I say when like disaster hasn’t come, isn’t already growing in the yard. Do I have to run through the list? The firefighter prisoners—my friends’ islands slowly swallowed—war in my faucet, remember? Syria is the name of a drought. The name of this hurricane is Exxon, Exxon, I shout. I can pull as many weeds as I want. I stalk the garden pulling them, thirsty for the sound of their true names wrenching out of the soil. (Do I have to say it? They fly out of my arms.)
I should mention that when my first love died, I already had a stack of poems about missing him. I want to say this prepped me for widowhood—widowhood to the world, et cetera.

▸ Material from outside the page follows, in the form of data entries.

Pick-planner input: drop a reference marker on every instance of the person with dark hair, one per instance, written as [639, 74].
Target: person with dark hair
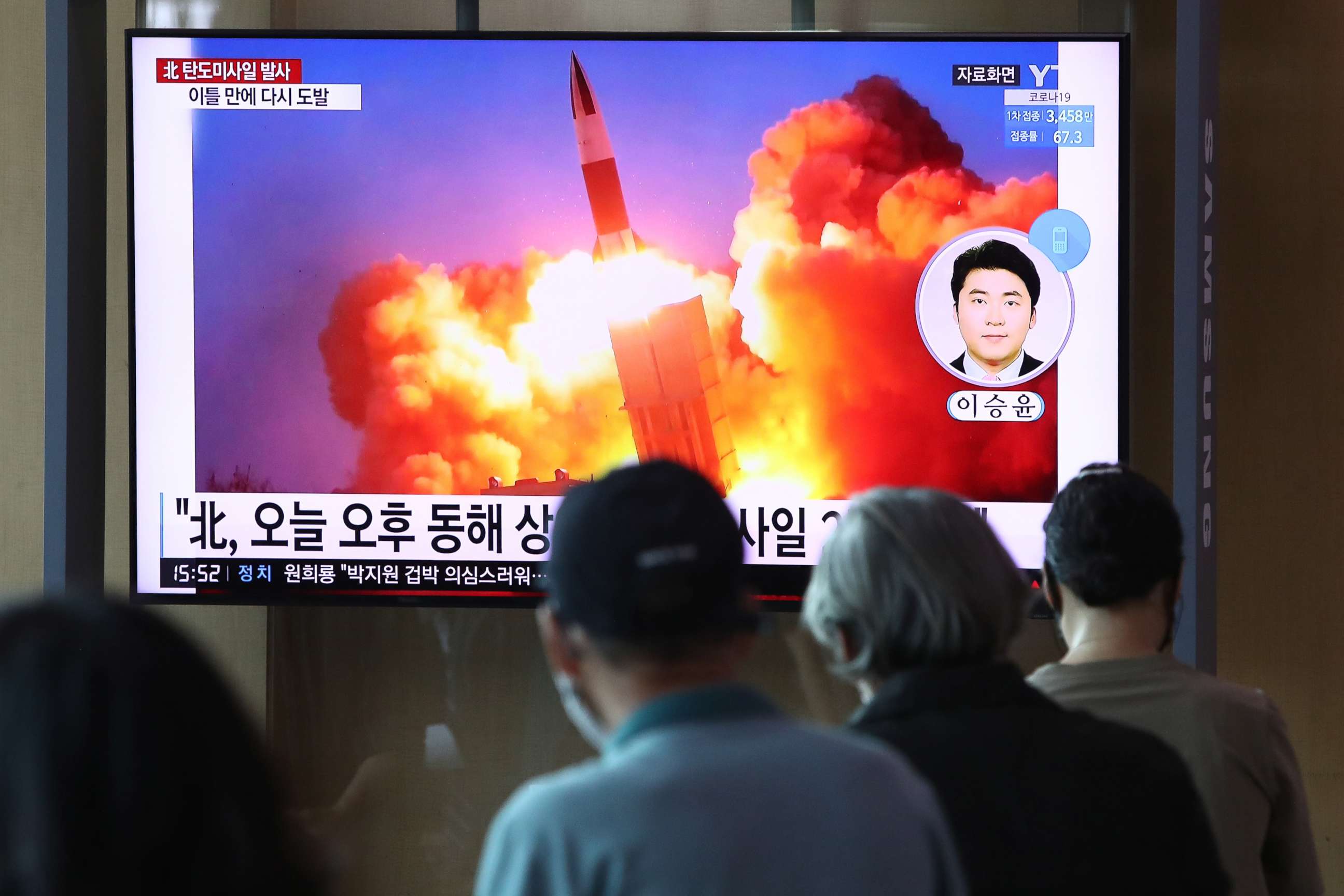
[703, 786]
[917, 601]
[1112, 574]
[995, 289]
[128, 767]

The truth: under the topmost sand is another, darker layer, damp from the ocean’s closeness. There were days I begged to be buried in it—cool, mutable grave, reprieve from the unrelenting sun—sun—sun—
Among a growing list of other things that are unrelenting: teenagers piling rollicking into the street. The shock of a citrus sky in midwinter. The way a phrase’s shape can hook itself through your lip for weeks. Once Sam walked around a whole day muttering, Soul, I say! and he did, and did.
In lieu of a proper translation for my grief, I say, green green green, until it cools enough to lower myself into.
Holding my love’s face in my hands, I tell him I miss him. I say, I miss you like I miss the trees.
By this I mean, Look! The trees are here! Everyone’s outside, darling: green in my hands, ghosts in the drywall—everyone’s waiting for us.
I should mention that when my first love died, he was already dead, had already always been on his way to the roof, on his way over its edge. And when he was here, he was here. By this logic, he is and was and is and was. Unrelentingly.
In lieu of proximity to firefighters; in lieu of the ability to speak the airlesss language of ghosts; or to reverse the logic of molecules; or to force Exxon to call the hurricane by its rightful name; or to convince my friends not to launch themselves from the rooftops of every false promise made by every rotten idol; in lieu of all I can’t do or undo; I hold. The faces of the trees in my hands. I miss them. And miss and miss them. Until I fly out of grief’s arms, and the sky. Catches me in its thousand orange hands. It catches me, and I stay there. Suspended against the unrelenting orange. I stay there splayed, and dying. And shocking the siren sky.